如何向Keras POS标记器添加手套词嵌入?

2024-04-19 12:25:51 发布

您现在位置:Python中文网/ 问答频道 /正文

我一直在尝试研究如何使用Keras来训练POS标记器;具体来说,我希望它使用LSTM体系结构,并使用单词嵌入,即手套。我从两个博客中得到了灵感。一种是使用带有预训练嵌入件的LSTM来执行POS;另一种是使用LSTM和单词嵌入对文本进行分类

https://nlpforhackers.io/lstm-pos-tagger-keras/

https://nlpforhackers.io/keras-intro/

下面的脚本“起作用”的意思是不会触发错误,但是,它会过高预测“填充”单元格,过低预测其他标记。

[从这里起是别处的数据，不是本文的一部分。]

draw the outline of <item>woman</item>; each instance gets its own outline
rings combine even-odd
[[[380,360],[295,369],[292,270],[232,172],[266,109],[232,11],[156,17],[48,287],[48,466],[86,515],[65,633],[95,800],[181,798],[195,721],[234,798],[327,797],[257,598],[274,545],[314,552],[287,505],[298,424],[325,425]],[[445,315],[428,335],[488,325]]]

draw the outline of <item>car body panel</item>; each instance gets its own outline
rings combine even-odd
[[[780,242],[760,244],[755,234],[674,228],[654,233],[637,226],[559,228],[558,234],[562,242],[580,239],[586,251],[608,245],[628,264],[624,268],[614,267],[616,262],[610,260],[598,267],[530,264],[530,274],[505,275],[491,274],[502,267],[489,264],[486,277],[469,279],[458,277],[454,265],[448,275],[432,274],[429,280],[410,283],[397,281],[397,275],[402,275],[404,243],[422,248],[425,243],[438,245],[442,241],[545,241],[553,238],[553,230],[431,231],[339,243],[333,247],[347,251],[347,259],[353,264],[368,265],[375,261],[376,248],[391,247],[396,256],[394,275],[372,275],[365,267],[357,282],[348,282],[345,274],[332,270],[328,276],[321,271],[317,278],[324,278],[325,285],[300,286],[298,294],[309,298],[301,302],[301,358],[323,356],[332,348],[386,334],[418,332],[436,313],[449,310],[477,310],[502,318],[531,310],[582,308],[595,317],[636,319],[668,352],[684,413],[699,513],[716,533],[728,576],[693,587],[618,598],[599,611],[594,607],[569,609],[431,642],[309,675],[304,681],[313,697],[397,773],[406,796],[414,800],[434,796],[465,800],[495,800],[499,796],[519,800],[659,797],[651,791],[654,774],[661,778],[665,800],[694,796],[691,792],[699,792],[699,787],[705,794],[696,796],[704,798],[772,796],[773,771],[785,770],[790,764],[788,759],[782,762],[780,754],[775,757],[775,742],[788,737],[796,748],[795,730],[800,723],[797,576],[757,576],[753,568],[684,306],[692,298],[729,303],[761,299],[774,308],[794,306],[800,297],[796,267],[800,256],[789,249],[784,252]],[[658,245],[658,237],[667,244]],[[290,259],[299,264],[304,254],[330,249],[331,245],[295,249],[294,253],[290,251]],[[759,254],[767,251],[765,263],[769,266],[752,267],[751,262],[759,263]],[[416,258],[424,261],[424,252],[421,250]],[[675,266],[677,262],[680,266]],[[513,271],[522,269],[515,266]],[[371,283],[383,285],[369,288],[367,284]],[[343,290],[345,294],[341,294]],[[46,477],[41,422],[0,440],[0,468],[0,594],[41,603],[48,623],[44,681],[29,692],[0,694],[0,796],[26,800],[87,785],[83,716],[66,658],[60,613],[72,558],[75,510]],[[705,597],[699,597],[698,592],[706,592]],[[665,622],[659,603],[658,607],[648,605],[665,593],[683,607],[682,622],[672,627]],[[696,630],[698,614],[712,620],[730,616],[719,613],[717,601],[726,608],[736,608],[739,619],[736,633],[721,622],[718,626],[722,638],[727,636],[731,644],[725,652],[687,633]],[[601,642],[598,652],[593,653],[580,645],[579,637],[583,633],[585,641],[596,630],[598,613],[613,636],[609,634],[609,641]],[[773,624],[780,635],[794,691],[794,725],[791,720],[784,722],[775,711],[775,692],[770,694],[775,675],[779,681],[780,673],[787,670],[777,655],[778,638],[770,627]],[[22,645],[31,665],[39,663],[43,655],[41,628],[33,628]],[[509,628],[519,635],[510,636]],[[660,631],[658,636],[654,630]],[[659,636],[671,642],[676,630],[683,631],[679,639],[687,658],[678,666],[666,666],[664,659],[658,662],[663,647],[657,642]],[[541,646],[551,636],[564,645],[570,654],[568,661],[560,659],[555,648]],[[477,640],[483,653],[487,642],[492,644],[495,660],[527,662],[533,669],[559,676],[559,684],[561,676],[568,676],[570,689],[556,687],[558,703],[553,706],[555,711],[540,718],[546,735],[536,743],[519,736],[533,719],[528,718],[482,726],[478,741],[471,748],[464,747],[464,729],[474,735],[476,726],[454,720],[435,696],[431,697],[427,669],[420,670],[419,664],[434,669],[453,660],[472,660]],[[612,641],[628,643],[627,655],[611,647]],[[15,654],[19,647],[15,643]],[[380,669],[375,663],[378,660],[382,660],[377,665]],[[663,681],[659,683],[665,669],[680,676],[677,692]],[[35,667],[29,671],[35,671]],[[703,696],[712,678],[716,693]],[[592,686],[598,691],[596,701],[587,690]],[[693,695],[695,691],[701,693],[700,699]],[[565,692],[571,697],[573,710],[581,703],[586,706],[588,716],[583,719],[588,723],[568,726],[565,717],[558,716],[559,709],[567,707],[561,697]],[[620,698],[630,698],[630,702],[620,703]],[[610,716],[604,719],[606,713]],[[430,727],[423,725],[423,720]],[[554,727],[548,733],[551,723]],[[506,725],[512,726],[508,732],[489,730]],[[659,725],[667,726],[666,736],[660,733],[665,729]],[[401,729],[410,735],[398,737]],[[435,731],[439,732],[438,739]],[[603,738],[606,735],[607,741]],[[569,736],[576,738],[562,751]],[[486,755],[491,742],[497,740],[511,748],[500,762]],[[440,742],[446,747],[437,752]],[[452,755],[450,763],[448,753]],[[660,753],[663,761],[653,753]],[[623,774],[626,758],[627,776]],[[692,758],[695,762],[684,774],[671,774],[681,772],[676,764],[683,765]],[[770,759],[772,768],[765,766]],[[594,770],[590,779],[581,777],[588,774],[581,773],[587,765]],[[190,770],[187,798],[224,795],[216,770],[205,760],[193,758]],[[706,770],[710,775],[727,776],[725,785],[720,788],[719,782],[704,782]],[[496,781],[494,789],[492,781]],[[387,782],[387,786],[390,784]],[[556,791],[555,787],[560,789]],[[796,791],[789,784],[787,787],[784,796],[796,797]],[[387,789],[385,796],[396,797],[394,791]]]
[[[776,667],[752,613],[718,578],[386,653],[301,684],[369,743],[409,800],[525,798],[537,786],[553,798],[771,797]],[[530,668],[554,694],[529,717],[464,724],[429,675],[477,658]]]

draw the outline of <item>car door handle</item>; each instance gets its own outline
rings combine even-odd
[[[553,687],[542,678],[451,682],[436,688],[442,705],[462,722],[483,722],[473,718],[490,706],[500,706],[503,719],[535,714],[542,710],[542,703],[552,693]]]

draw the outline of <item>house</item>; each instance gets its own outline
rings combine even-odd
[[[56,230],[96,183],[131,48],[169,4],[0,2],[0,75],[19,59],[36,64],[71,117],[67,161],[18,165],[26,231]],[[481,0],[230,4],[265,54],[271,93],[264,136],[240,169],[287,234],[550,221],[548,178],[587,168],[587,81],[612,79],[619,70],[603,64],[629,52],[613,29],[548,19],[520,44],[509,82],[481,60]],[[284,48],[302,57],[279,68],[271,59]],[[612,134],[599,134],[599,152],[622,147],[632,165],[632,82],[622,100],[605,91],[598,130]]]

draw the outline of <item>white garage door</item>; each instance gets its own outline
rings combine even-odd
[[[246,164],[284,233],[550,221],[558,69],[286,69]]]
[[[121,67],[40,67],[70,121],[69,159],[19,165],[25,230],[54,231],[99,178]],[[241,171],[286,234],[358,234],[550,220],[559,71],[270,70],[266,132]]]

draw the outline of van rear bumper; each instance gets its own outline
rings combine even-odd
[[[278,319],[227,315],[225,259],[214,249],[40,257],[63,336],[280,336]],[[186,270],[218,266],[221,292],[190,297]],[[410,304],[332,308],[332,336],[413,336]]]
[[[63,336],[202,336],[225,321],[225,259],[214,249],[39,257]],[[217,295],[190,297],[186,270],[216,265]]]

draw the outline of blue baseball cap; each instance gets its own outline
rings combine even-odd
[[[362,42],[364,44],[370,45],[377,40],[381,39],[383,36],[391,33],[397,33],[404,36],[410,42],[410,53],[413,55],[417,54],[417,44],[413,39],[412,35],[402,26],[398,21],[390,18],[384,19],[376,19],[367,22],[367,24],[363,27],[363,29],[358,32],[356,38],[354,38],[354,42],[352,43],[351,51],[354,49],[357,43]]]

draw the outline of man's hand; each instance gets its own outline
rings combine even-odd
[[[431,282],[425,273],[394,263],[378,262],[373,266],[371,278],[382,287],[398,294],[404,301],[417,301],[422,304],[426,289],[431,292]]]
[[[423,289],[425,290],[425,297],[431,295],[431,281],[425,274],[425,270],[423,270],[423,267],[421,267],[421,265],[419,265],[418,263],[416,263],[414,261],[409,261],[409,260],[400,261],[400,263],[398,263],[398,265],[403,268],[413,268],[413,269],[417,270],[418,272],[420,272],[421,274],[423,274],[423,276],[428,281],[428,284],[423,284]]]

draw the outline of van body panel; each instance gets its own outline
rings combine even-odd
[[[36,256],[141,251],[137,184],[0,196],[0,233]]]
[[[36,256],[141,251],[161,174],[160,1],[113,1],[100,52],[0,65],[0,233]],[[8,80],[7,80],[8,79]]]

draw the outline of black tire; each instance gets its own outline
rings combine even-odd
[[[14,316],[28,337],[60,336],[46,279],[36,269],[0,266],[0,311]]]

(当逐字跟踪POS博客时,准确率约为99%)我不明白为什么添加单词嵌入会如此糟糕地影响性能

数据预处理:

import nltk
tagged_sentences = nltk.corpus.treebank.tagged_sents()

import numpy as np
sentences, sentence_tags =[], [] 
for tagged_sentence in tagged_sentences:
    sentence, tags = zip(*tagged_sentence)
    sentences.append(np.array(sentence))
    sentence_tags.append(np.array(tags))

from sklearn.model_selection import train_test_split

(train_sentences, test_sentences, 
 train_tags, test_tags) = train_test_split(sentences, sentence_tags, test_size=0.2)

def assemble_text(array):
    return ' '.join([word for word in array])

train_sentences = [assemble_text(arr) for arr in train_sentences]
test_sentences = [assemble_text(arr) for arr in test_sentences]

tags = set([])        
for ts in train_tags:
    for t in ts:
        tags.add(t)

tag2index = {t: i + 1 for i, t in enumerate(list(tags))}
tag2index['-PAD-'] = 0  # The special value used to padding

train_tags_y = []
for s in train_tags:
    train_tags_y.append([tag2index[t] for t in s])

test_tags_y= []    
for s in test_tags:
    test_tags_y.append([tag2index[t] for t in s])

from sklearn.feature_extraction.text import CountVectorizer

vectorizer = CountVectorizer(binary=True, 
                             lowercase=True, min_df=3, max_df=0.9, max_features=5000)
X_train_onehot = vectorizer.fit_transform(train_sentences)
word2idx = {word: idx for idx, word in enumerate(vectorizer.get_feature_names())}

tokenize = vectorizer.build_tokenizer()
preprocess = vectorizer.build_preprocessor()

def to_sequence(tokenizer, preprocessor, index, text):
    words = tokenizer(preprocessor(text))
    indexes = [index[word] for word in words if word in index]
    return indexes

X_train_sequences = [to_sequence(tokenize, preprocess, word2idx, x) for x in train_sentences]
X_test_sequences = [to_sequence(tokenize, preprocess, word2idx, x) for x in test_sentences]

# Compute the max lenght of a text
MAX_SEQ_LENGHT = len(max(X_train_sequences, key=len))
print("MAX_SEQ_LENGHT=", MAX_SEQ_LENGHT)

from tensorflow.keras.preprocessing.sequence import pad_sequences
N_FEATURES = len(vectorizer.get_feature_names())
from tensorflow.keras.preprocessing.sequence import pad_sequences

X_train_sequences = pad_sequences(X_train_sequences, maxlen=MAX_SEQ_LENGHT, padding='post')
X_test_sequences = pad_sequences(X_test_sequences, maxlen=MAX_SEQ_LENGHT, padding='post')
train_tags_y = pad_sequences(train_tags_y, maxlen=MAX_SEQ_LENGHT, padding='post')
test_tags_y = pad_sequences(test_tags_y, maxlen=MAX_SEQ_LENGHT, padding='post')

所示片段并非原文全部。